ENCODE_FORMS: []Encoding,  ENCODE_RUNS: []Encode_Run     // encode via encoding_forms(m)
MODRM_TABLE, SIB_TABLE,  LEGACY/VEX/EVEX_DECODE_ENTRIES (1270/667/418)
DECODE_INDEX_* / VEX_INDEX_* / EVEX_INDEX_*  ([]Decode_Index, flat 4×256)

encode() does encoding_forms(mnemonic) (a run into ENCODE_FORMS) then linear-scans the forms via encoding_matches_inline. decode() does didx(table, prefix, opcode) -> Decode_Index for O(1) opcode resolution; the small count range is scanned for ModR/M-ext, operand-size, or VEX.W/L disambiguation.

mnemonic_builders.odin (generated, ~7,477 procs + ~2,338 overload groups)

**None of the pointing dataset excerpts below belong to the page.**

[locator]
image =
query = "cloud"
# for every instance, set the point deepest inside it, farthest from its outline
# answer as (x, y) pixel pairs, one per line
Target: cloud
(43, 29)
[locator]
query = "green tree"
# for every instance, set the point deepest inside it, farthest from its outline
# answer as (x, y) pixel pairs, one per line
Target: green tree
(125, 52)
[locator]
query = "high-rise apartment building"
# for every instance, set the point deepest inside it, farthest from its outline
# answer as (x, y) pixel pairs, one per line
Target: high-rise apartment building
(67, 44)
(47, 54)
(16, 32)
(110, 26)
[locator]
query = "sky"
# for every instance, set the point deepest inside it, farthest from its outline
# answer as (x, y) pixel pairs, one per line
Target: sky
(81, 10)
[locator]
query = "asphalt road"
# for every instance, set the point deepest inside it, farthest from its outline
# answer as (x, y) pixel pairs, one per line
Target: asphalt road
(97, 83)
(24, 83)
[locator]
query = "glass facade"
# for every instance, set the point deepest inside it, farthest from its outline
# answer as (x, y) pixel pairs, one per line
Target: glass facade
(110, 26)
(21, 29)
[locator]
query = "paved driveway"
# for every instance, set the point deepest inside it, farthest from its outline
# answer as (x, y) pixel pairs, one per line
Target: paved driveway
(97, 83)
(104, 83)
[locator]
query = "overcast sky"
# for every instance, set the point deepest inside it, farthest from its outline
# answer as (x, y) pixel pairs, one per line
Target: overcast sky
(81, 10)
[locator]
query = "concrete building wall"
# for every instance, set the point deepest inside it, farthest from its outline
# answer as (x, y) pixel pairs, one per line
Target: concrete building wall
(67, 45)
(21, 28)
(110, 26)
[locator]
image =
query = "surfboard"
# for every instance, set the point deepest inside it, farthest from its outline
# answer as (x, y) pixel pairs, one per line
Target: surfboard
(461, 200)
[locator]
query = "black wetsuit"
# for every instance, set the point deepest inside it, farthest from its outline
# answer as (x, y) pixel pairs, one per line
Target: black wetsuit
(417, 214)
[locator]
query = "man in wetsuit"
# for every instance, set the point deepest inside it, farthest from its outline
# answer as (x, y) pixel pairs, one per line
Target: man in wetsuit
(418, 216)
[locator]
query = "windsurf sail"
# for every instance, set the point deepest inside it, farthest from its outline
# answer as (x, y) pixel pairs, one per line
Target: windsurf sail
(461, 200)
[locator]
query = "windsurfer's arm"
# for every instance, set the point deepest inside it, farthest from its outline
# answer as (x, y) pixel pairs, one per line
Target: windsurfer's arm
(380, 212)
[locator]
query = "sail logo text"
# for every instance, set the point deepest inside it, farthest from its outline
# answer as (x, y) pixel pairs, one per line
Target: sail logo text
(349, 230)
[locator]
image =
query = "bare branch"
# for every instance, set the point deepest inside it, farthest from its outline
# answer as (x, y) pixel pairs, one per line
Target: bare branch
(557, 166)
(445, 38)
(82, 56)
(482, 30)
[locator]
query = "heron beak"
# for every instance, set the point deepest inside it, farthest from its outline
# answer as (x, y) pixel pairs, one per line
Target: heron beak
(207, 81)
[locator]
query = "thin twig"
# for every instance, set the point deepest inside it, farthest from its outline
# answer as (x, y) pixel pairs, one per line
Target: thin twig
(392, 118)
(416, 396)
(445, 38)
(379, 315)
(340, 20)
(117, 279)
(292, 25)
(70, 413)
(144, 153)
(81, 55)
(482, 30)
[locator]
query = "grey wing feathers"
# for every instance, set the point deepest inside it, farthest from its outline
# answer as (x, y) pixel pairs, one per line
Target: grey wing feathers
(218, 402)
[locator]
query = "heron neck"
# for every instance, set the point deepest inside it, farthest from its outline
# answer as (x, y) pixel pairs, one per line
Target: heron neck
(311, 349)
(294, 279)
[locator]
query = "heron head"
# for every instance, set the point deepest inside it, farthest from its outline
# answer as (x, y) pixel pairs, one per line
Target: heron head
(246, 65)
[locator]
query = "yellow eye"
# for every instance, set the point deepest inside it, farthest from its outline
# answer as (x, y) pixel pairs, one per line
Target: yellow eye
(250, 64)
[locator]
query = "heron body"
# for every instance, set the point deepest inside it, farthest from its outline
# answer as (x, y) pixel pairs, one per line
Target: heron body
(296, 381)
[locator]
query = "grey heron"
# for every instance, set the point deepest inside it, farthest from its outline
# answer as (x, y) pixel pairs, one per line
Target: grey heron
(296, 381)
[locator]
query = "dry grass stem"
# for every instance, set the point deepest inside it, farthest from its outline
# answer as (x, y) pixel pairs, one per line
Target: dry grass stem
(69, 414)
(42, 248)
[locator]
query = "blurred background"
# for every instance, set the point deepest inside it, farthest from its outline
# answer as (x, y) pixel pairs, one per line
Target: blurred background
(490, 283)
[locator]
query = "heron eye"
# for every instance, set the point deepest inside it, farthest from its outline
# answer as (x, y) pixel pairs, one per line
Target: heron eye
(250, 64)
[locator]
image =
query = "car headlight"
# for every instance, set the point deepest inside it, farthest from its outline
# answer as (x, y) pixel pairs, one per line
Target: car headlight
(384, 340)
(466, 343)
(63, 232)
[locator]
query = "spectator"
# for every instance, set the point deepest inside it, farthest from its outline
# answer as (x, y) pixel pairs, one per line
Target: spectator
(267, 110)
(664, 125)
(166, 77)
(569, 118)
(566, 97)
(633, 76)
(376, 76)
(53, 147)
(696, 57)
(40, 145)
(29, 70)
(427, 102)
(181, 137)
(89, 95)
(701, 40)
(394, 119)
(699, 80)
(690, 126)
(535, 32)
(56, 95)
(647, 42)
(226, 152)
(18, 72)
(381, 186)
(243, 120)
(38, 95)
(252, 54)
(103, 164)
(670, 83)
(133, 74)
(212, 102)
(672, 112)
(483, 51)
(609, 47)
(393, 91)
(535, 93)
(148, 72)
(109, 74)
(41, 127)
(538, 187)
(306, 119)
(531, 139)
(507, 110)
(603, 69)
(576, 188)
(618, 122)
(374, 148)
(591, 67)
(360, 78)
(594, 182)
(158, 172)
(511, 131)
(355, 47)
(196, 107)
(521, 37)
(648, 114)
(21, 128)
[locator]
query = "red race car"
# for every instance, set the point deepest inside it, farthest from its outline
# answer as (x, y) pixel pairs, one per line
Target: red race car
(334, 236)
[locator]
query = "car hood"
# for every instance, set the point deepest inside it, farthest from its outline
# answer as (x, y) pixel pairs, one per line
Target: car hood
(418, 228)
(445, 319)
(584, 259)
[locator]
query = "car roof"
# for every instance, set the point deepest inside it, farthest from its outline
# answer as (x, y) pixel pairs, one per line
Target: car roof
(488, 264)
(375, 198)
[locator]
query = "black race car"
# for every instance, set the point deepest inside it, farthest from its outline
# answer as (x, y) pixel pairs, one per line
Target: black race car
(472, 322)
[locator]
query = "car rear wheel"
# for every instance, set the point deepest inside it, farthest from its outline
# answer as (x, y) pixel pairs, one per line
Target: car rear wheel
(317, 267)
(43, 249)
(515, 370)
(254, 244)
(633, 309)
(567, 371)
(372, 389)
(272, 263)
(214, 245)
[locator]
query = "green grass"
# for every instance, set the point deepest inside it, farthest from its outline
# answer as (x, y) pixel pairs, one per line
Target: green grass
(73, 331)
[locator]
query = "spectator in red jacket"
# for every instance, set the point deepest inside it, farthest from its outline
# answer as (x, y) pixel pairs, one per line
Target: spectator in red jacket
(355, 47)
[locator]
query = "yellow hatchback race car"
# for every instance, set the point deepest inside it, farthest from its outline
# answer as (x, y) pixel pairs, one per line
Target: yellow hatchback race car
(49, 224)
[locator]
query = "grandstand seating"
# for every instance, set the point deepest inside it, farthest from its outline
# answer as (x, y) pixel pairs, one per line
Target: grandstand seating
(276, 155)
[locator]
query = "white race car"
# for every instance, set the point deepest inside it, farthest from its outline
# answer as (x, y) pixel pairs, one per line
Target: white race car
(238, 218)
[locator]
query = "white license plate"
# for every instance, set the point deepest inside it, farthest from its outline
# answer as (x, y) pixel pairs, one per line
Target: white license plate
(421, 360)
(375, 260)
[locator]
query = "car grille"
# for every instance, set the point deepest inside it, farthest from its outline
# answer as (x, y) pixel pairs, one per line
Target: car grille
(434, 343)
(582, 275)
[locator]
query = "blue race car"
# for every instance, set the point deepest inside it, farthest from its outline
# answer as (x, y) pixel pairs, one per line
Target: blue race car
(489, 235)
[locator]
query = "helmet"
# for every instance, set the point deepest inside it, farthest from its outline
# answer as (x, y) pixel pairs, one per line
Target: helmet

Typed memory wrappers Mem8 … Mem512 (distinct structs over Memory) with constructors mem8 … mem512. Per-form typed procs like inst_mov_r64_r64(dst: GPR64, src: GPR64) -> Instruction, each grouped into an overload set:

inst_mov :: proc{ inst_mov_r8_r8, inst_mov_r64_r64, inst_mov_r64_imm64,  }
emit_mov :: proc{ emit_mov_r8_r8,  }

So x86.inst_mov(.RAX, .RBX) resolves the right encoding at compile time with full type checking, no runtime dispatch.


11. Tools (x86/tools/)

File Package Role
tablegen/gen.odin main flatten ENCODING_TABLE → generated Odin → tables/*.bin (2-stage)
tools/gen_mnemonic_builders.odin main (-file) walk the encode forms → emit mnemonic_builders.odin
tools/verify_tables.odin main, imports x86 "../" check decode tables consistent with the encode forms
tools/dump_verify_input.odin, verify_against_llvm.odin main LLVM-mc verification harness

Tests live in x86/tests/test.odin (package x86_tests, import x86 "../"), run with odin run x86/tests.